W:MCSCF GAMESS-US input?



Hi!
 I have a question regarding MCSCF runs using GAMESS-US. I am familiar with UHF
 and DFT runs, but MCSCF is new.
 The molecule is a metalloporphyrin, ClFe(III)porphyrinato. I have run a
 preliminary UHF computation using SBKJC-ECP for FeIII and a 6-31G* for the rest
 of the molecule. A "modest" zero order determinant to start the MCSCF
 run.
 The active space would consist of the 6 cartesian d orbitals and the "a1
 HOMO-1, a2 HOMO, and e LUMO" centered on the porphyrin ring. This follows
 the "four orbital model" of Gouterman.
 By inspecting the output and looking at the orbitals I found that the
 6 cartesian d orbitals are numbers 45-49,51 in the list of alpha orbitals while
 the a1,a2, and e orbitals are 93-96 in the alpha orbitals and 88-91 in the beta
 orbitals.
 My problem is in setting the options to define this active space.

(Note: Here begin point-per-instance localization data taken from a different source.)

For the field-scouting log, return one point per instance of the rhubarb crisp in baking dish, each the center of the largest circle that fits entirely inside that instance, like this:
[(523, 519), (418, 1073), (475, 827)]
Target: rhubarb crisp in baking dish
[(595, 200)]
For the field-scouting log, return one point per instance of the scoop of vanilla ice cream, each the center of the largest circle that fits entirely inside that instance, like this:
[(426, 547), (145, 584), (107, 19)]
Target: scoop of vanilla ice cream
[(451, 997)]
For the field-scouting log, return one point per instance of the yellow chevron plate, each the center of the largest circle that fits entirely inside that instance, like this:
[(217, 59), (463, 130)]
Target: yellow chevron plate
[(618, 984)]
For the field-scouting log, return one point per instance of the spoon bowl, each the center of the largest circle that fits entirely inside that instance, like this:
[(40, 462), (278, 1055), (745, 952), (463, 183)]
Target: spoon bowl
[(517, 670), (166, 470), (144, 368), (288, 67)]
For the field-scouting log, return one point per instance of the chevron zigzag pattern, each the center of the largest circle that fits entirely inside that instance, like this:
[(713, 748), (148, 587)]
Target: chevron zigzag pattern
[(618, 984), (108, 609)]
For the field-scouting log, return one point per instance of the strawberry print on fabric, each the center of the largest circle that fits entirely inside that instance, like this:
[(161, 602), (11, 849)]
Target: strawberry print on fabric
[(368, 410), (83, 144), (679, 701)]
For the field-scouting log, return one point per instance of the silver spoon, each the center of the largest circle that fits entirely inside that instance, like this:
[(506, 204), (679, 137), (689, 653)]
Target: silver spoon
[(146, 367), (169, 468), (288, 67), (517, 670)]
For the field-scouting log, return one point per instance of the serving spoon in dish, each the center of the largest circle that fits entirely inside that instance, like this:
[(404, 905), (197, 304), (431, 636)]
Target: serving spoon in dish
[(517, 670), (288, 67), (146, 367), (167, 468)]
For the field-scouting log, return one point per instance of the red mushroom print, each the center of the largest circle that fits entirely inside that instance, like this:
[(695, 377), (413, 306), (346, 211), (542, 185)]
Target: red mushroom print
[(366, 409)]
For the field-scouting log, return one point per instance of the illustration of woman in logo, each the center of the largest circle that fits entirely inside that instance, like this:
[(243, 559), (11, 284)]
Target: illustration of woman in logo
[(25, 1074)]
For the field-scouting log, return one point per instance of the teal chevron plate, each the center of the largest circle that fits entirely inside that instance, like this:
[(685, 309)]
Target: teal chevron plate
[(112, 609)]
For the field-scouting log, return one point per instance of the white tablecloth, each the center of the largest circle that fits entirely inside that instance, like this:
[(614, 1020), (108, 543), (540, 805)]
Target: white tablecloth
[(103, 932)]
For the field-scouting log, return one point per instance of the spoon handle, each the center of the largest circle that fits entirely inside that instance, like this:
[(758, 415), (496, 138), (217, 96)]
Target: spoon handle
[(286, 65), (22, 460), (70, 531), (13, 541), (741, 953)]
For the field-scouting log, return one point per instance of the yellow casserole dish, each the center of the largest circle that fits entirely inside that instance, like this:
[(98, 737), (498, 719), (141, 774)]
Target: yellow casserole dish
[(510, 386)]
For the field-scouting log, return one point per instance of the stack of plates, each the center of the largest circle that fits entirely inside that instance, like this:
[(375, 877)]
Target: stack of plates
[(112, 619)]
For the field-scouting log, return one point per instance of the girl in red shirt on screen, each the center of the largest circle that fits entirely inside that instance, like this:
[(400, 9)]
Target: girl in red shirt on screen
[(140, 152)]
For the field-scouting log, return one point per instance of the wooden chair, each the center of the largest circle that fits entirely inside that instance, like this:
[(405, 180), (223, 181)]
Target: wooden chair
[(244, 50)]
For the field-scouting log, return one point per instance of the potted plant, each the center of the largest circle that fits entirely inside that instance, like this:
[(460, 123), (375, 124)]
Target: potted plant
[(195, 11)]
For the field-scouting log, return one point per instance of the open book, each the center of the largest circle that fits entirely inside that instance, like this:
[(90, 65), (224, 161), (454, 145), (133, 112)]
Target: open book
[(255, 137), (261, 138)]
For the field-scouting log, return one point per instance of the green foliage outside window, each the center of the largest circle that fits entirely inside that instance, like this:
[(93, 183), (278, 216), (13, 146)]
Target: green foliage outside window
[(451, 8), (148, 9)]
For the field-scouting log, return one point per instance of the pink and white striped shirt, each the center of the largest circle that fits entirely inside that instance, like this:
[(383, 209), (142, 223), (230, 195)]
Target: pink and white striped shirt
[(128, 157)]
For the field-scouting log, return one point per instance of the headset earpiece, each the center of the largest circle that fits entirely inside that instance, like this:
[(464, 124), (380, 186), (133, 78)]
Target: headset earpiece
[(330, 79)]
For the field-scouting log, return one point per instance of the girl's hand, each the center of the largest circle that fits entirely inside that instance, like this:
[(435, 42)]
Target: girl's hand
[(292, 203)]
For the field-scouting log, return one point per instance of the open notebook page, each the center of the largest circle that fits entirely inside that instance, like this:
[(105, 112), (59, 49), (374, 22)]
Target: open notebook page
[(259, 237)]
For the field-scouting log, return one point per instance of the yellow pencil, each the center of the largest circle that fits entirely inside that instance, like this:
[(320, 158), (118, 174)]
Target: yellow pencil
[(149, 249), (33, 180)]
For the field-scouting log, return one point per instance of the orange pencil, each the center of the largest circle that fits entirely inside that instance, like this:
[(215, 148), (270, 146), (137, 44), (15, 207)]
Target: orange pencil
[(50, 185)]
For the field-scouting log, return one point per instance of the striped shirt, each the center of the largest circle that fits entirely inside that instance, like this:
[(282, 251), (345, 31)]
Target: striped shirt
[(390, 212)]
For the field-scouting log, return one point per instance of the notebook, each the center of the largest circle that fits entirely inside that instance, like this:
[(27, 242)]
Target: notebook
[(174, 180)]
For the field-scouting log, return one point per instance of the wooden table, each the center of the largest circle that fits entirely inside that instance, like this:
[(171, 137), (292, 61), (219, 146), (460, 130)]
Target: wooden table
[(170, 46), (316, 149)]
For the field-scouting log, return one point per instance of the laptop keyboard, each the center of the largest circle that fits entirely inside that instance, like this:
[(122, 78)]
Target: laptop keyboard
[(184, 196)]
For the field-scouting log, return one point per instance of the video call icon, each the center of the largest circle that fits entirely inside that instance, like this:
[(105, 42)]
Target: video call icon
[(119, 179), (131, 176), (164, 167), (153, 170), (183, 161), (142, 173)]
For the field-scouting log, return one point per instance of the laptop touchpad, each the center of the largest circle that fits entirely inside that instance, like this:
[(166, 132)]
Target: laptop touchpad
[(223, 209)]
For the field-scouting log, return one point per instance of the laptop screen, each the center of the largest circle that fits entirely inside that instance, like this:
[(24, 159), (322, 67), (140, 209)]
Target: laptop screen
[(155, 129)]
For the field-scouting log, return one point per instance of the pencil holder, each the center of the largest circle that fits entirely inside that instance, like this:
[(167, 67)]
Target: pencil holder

 Looking at the manual it looks like I need to do the following:
 1) Set RUNTYP=MCSCF in CONTRL
 2) Set GUESS GUESS=MOREAD NORB=426  to read all the orbitals, alpha and beta
 using  the VEC namelist
 3) Set DET NCORE=87 NACT=14 NELS=9 GROUP=C2V ISTSYM=1 NSTATE=1
 According to the manual, the Sz will be picked up from the multiplicity which 6
 (2S+1), so Sz=5/2.
 I have 94 alpha electrons and 89 beta electrons (183 total). This means that 9
 electrons are in the active space (5 d electrons and 4 from the HOMO-1 and
 HOMO). The remainder will be "inactive" and evenly divided between
 alpha and beta orbitals (87 * 2 = 174). The active space has a total of 14
 orbitals (6 cartesian d orbitals [alpha 45-49,51] and 8 orbitals from the
 porphyrin ring [alpha and beta: a1 HOMO-1, a2 HOMO, and e LUMO]). GAMESS only
 uses Abelian groups for MCSCF so must drop from C4v to C2v. The last two options
 request only one state of A1 symmetry.
 Question 1)
 It is not clear to me how the program will pick up the correct number of alpha
 and beta orbitals with the above input. It seems that something is
 missing to force the program to split the active orbitals into 10 alpha and 4
 beta orbitals. (This may be easier with the 5 spherical d orbitals. In this case
 NACT=13. By making Sz=5/2 this will pick 5 alpha orbitals for the active space
 and split the rest evenly between alphas and betas.)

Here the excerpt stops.